What We Would Do Differently
If we started over, we would use Vault identities per investigation from day one. The operational complexity is manageable with automation, but the forensic value of knowing what credentials were created for what specific investigation is worth investing in.
We would also build investigation-level cost attribution earlier. As described in the observability section, the per-investigation cost variance is significant. By attributing those costs to individual investigations and the incident categories that generated them, operations teams can decide which categories are cost-effective to automate and which should remain human-triaged.

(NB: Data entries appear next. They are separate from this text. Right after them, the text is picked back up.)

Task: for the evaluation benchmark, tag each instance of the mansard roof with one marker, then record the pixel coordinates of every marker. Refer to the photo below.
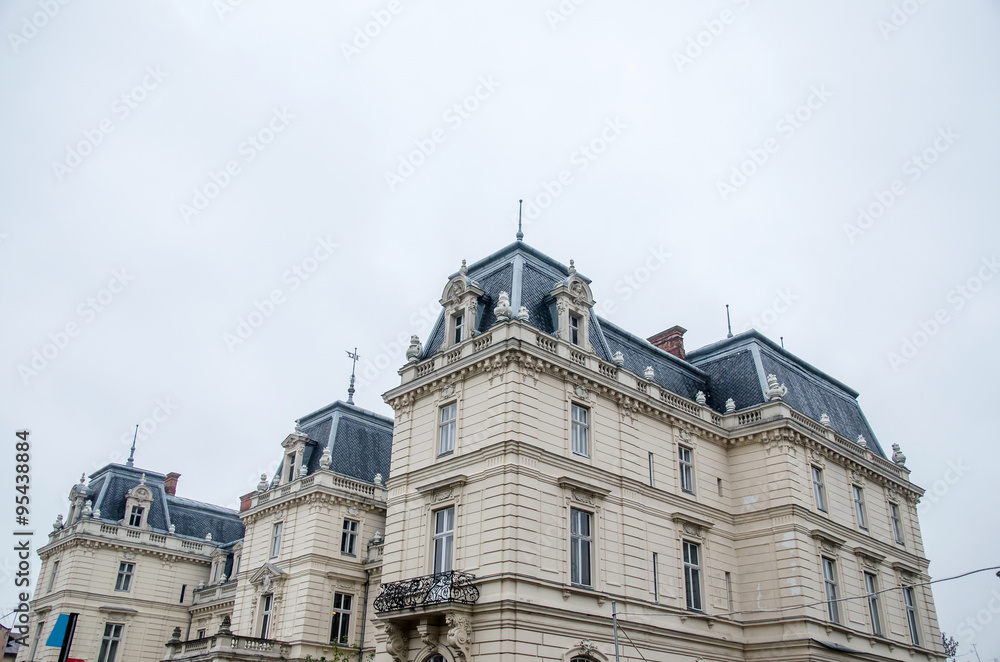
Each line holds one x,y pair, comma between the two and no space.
360,441
734,368
108,490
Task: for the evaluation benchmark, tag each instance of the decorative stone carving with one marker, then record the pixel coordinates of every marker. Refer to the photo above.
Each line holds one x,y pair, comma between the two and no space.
459,635
415,349
503,310
774,390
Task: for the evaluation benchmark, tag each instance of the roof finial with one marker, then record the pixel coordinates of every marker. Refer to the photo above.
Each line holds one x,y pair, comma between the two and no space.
350,390
520,235
131,455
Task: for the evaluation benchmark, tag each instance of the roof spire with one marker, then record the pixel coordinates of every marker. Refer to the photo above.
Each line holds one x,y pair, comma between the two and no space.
520,235
131,454
350,390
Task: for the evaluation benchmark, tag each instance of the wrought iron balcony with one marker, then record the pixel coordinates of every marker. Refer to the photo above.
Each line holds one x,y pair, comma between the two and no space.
428,590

Lastly, we would have included the four-phased trust model into the infrastructure at the onset, rather than retrofitting it later. Using environment-specific Helm values is not sufficient; you need to define phase-specific Helm values for each environment. The process of promoting between phases differs from that of promoting between environments.
Conclusion
Autonomous AI agents are coming to your Kubernetes clusters, whether or not your security model is ready for them. Teams deploying them will start with the default patterns: a Deployment, some environment variables with API keys, and a prayer. The difference between this baseline and a production-quality security posture is built on the same cloud-native building blocks: Jobs for isolation, Vault for secrets, RBAC for access control, GitOps for auditability, and standard observability tools focused on non-standard metrics.
The harder problem is organizational, not technical. To give an autonomous agent access to production resources, you need a trust framework that allows operations teams to build confidence incrementally. While the four-phase model described here is one approach, the specifics matter less than having an explicit, observable progression. Begin by auditing your current Kubernetes security assumptions against the four properties from Section 2: static dependencies, single-domain credentials, predictable resource assumptions, and deterministic execution. If your RBAC, fault policies, and network policies were designed for any of those assumptions, then that is where your gaps are. First, fix the boundaries, and then ship the agent in shadow mode, and let the data decide when to promote the agent.